Hi.
Yesterday I set up a small PHP web service on one of our CentOS 5
servers. It uses Smarty for templating, with the dynamically compiled
templates being stored in a directory with SELinux context
root:object_r:httpd_sys_content_t. The system runs with SELinux in
enforcing mode, with httpd using the context root:system_u:httpd_t.
For the fun of it, I looked through the SELinux policy allow rules, but
I couldn't find a rule that says that processes in the httpd_t domain
can write to files labeled httpd_sys_content_t, but it does anyway.

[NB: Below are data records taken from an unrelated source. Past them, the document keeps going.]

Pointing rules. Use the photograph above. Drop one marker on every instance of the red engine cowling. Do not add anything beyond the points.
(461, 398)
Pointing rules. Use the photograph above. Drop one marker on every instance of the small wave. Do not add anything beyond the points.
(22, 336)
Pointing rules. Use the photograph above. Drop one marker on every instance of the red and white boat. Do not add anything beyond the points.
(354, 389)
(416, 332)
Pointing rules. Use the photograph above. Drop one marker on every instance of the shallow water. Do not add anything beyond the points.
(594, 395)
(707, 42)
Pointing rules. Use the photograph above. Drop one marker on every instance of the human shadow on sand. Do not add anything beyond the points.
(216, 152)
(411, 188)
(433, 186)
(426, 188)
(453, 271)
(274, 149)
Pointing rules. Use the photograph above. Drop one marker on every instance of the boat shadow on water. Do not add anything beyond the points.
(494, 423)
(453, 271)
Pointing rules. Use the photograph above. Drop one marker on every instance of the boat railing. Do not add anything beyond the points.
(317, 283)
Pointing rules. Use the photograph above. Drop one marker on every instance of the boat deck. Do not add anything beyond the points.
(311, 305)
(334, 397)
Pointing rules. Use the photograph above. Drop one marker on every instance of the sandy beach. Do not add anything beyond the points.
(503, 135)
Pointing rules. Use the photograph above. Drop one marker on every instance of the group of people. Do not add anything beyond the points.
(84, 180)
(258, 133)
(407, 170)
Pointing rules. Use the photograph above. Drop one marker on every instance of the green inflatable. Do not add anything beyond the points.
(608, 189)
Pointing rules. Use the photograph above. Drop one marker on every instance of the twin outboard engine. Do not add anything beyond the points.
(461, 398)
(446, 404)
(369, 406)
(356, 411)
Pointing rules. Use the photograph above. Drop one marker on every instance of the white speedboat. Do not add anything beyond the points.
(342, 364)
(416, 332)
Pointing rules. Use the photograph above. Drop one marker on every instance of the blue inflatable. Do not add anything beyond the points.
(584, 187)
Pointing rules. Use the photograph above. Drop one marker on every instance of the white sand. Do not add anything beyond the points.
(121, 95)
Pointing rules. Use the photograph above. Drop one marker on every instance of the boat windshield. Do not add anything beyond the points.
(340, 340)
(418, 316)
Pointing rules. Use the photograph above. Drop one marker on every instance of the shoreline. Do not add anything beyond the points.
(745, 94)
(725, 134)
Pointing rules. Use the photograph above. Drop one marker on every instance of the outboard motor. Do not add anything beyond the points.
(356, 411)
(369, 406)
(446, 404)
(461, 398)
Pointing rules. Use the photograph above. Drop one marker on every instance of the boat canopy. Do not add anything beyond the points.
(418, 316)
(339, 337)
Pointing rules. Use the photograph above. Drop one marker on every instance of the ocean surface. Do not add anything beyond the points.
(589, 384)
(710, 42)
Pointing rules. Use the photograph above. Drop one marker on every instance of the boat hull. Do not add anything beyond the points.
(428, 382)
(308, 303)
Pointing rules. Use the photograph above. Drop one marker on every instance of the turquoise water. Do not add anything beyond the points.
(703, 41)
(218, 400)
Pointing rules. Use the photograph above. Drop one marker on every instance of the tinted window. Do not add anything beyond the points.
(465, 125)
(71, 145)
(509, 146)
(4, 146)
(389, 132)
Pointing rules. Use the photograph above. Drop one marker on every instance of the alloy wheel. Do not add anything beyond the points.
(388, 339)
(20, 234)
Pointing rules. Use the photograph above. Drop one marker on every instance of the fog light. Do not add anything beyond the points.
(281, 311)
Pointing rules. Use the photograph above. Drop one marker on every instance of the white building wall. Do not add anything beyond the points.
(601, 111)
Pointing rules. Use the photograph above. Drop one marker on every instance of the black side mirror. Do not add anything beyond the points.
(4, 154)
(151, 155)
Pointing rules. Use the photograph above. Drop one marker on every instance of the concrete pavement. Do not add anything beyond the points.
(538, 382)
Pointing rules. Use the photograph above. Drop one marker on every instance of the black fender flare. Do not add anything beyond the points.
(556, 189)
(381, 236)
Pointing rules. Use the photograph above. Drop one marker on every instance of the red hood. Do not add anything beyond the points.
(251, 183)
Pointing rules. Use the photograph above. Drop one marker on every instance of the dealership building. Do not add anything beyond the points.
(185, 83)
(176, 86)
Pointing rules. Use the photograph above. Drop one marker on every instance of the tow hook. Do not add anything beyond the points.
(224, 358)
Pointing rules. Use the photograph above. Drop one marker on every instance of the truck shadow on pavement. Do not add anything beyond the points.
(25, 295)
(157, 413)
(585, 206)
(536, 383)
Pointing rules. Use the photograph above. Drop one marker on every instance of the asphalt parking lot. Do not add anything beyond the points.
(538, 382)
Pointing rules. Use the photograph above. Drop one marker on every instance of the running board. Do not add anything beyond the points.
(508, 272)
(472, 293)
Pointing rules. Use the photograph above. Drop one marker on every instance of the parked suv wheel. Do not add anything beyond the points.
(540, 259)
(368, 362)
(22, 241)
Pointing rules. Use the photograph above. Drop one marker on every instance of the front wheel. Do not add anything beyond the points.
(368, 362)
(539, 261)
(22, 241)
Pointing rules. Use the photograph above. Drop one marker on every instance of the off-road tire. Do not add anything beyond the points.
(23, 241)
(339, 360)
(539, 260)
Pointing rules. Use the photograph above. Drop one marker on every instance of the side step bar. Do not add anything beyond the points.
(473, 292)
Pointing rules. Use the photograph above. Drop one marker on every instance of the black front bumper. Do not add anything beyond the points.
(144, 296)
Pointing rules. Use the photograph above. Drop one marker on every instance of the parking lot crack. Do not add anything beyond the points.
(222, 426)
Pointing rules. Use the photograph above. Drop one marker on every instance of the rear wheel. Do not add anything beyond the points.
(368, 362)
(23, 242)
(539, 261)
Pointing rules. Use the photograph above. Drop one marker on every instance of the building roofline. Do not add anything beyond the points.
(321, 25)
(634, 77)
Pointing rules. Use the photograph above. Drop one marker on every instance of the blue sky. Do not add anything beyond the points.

I got the (supposedly) complete list of active policy rules using the
command
sesearch -a
Running the command
sesearch -a | grep 'httpd_t ' | grep httpd_sys_content_t
produces the following list:
allow httpd_t httpd_sys_content_t : file { ioctl read getattr lock };
allow httpd_t httpd_sys_content_t : dir { ioctl read getattr lock
search };
allow httpd_t httpd_sys_content_t : lnk_file { ioctl read getattr
lock };
allow httpd_t httpd_sys_content_t : file { ioctl read getattr lock };
allow httpd_t httpd_sys_content_t : dir { ioctl read getattr lock
search };
allow httpd_t httpd_sys_content_t : lnk_file { read getattr };
type_transition httpd_t httpd_sys_content_t : process
httpd_sys_script_t;
I don't see any rule that allows httpd_t processes to write to
httpd_sys_content_t directories. What is going on?